Whatever alchemy produces the grace of fine dining, Jean-Robert at Pigall's (127 W. Fourth St., Downtown, 513-721-1345) is steeped in it. Where else will you find a couple dressed in evening wear sipping a kir royale and martini and birthday parties celebrating with bottles of champagne on a weekday afternoon? It's the one place I can effectively use the only etiquette trick I know — turning my fork upside down on the plate to indicate I'm finished.
My friend and I, surrounded by all this refinement, had rushed from our respective jobs to do a little time traveling. Time slows to more civilized pace when you pass through those red curtains.
Pigall's offers several two-course and five-course meals at lunch on Fridays. All the selections trumpet the season with ingredients like butternut squash and roasted pear. As we made our choices from the two-course menus, we marveled at the servers dressed in business suit attire performing their well-oiled dance. Their eagle eyes did not miss a thing.
As we waited for our first course the server brought an amuse bouche, graciously offered "compliments of Jean-Robert," which consisted of an espresso-sized cup of an ethereal corn and leek chowder laced with truffle cream, a beggar's purse filled with duck confit, liver, peaches and cream cheese and a round of salmon cream.
My first course, a peppery Rock Shrimp Ravioli, was stuffed with finely diced butternut squash, watercress and slices of shitake mushroom and topped with tender shrimp and finished with a truffle emulsion. My friend's, the Smoked Salmon, was a ring of fresh pinkness topped with greenery that hid Kentucky caviar cream, potatoes and apples.
For entrees we selected the Sea Bass ($38) and Beef Tenderloin ($38). The delicate sea bass was served with a mushroom crust over a fondue of cabbage and spaghetti squash in a red wine butter sauce. The beef tenderloin had a grape compote and Bordelaise sauce and was accompanied by fingerling potatoes and a confit of carrots and shitake mushrooms with bleu cheese.

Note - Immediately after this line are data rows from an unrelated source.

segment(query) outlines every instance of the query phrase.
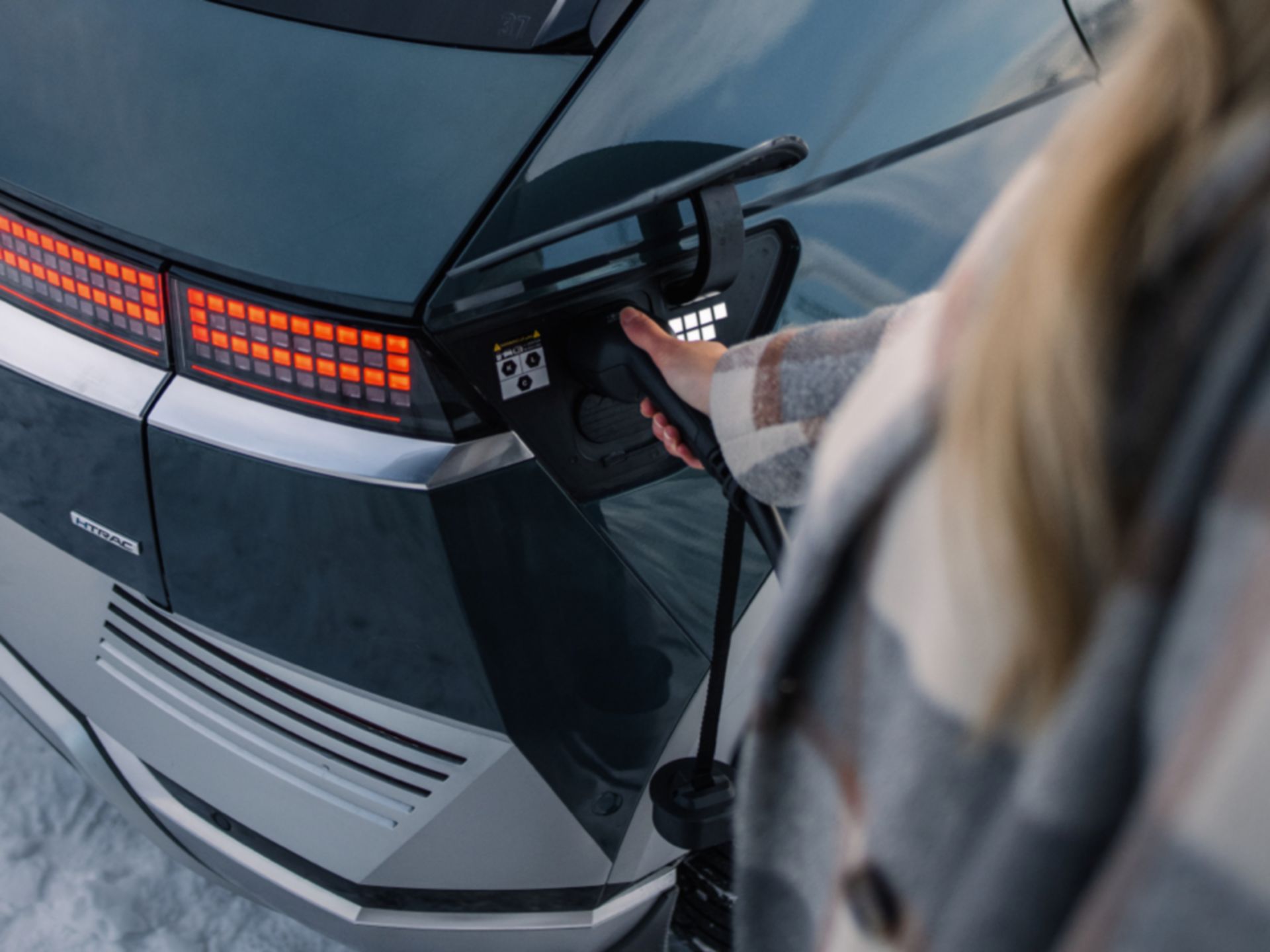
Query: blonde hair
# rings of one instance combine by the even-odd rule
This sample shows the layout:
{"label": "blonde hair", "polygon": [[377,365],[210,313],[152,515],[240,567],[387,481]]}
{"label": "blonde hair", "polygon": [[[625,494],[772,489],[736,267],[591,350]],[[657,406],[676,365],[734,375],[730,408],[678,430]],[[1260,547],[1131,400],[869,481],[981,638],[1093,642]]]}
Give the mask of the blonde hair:
{"label": "blonde hair", "polygon": [[1135,283],[1223,132],[1270,102],[1267,0],[1153,0],[1105,88],[1046,152],[1053,170],[960,341],[944,426],[952,491],[1019,637],[997,715],[1048,711],[1119,557],[1107,420]]}

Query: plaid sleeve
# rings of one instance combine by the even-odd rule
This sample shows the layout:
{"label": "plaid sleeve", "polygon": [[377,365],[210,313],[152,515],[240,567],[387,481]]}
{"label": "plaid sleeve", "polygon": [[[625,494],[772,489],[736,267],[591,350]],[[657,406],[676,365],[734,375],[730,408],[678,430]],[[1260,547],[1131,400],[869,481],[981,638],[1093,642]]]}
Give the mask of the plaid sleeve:
{"label": "plaid sleeve", "polygon": [[729,468],[751,495],[781,506],[805,500],[824,421],[893,325],[936,294],[864,317],[782,330],[728,350],[711,382],[710,416]]}
{"label": "plaid sleeve", "polygon": [[1196,529],[1146,783],[1064,949],[1270,948],[1270,374]]}

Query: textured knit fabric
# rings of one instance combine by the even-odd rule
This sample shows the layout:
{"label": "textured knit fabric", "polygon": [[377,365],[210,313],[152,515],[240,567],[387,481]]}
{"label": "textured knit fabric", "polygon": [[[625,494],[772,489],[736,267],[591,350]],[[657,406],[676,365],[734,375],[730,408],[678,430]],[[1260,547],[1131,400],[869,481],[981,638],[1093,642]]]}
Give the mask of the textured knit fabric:
{"label": "textured knit fabric", "polygon": [[[937,435],[950,338],[1043,171],[940,291],[720,363],[733,472],[805,504],[742,757],[742,952],[1270,949],[1270,209],[1209,227],[1267,173],[1262,123],[1179,222],[1151,320],[1201,348],[1039,729],[983,729],[1010,613],[950,534]],[[1113,433],[1160,406],[1125,376]]]}

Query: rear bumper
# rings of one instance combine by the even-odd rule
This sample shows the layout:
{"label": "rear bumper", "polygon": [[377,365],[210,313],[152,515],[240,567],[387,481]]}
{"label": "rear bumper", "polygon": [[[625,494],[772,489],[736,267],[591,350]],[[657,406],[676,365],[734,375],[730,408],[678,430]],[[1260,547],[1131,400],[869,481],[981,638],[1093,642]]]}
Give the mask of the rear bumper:
{"label": "rear bumper", "polygon": [[140,758],[72,710],[4,642],[0,694],[169,857],[353,948],[599,952],[627,947],[624,937],[653,943],[657,932],[664,932],[674,895],[673,871],[652,876],[591,910],[425,913],[351,902],[244,847],[180,803]]}

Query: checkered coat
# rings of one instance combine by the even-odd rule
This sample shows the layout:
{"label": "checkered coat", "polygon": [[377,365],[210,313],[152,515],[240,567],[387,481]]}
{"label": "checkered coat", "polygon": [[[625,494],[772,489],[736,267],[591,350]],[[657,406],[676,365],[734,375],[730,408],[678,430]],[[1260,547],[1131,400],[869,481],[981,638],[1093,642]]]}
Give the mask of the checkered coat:
{"label": "checkered coat", "polygon": [[940,291],[724,358],[733,472],[803,505],[742,755],[738,949],[1270,949],[1270,208],[1212,226],[1265,194],[1270,121],[1228,152],[1128,329],[1109,452],[1140,503],[1036,730],[983,729],[1012,635],[950,545],[936,437],[966,288],[1044,170]]}

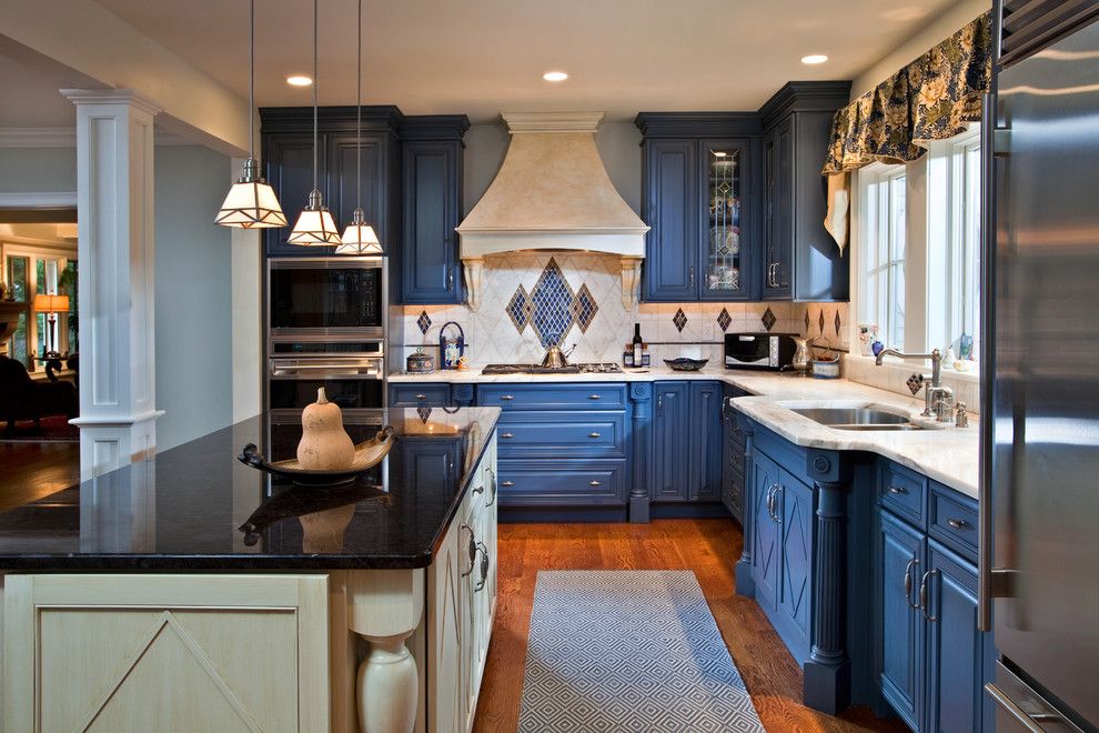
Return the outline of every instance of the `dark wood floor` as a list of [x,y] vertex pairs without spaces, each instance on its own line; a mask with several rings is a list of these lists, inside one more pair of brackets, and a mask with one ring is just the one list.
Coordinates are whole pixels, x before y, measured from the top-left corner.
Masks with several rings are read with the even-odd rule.
[[515,731],[540,570],[693,570],[767,731],[907,731],[865,707],[831,717],[800,704],[801,670],[755,601],[734,593],[732,520],[502,524],[496,623],[474,730]]
[[80,443],[0,442],[0,512],[80,481]]

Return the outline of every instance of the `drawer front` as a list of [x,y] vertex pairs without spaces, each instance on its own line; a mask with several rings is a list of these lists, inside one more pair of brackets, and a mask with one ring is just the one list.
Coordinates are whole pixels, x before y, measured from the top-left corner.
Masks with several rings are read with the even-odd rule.
[[501,506],[625,503],[624,460],[500,461]]
[[515,412],[496,433],[503,458],[626,458],[622,412]]
[[390,406],[392,408],[446,408],[450,404],[450,384],[393,384],[390,386]]
[[477,404],[511,410],[625,410],[625,384],[480,384]]
[[928,510],[928,534],[944,544],[977,558],[977,503],[935,482]]
[[878,478],[878,501],[891,512],[924,526],[924,495],[927,479],[889,461],[883,461]]

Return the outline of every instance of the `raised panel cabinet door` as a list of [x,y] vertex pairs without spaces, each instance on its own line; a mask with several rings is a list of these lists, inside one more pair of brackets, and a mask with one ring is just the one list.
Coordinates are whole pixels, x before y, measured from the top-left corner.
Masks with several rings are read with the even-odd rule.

We paced ourselves to leave room for dessert, which was a lucky thing. Pigall's offers several house-made sweets ($8) along with an assortment of cheeses ($8) for dessert options. We chose the Pear-Caramel Tart in a Cashew Crust served with a scoop of homemade espresso ice cream — a final elegant twist to the pie-and-coffee concept. Grade: A
Southview, an urban soul food restaurant, opened Feb. 22 at Newport on the Levee. The menu offers metropolitan twists on classic Southern dishes in a city-slicker environment. Head chefs James Mossing and Veronica Maxwell's selections include vanilla bean cornbread, fried chicken and sweet potato waffles and Cajun classics like crawfish and shrimp with grits and Amish chicken and andouille sausage gumbo. The restaurant will feature locally grown produce and Kentucky-raised beef, lamb and pork as well as local wines and Kentucky bourbons. 5-10 p.m. Tuesday-Sunday; late-night bar menu: 10 p.m. -2 a.m.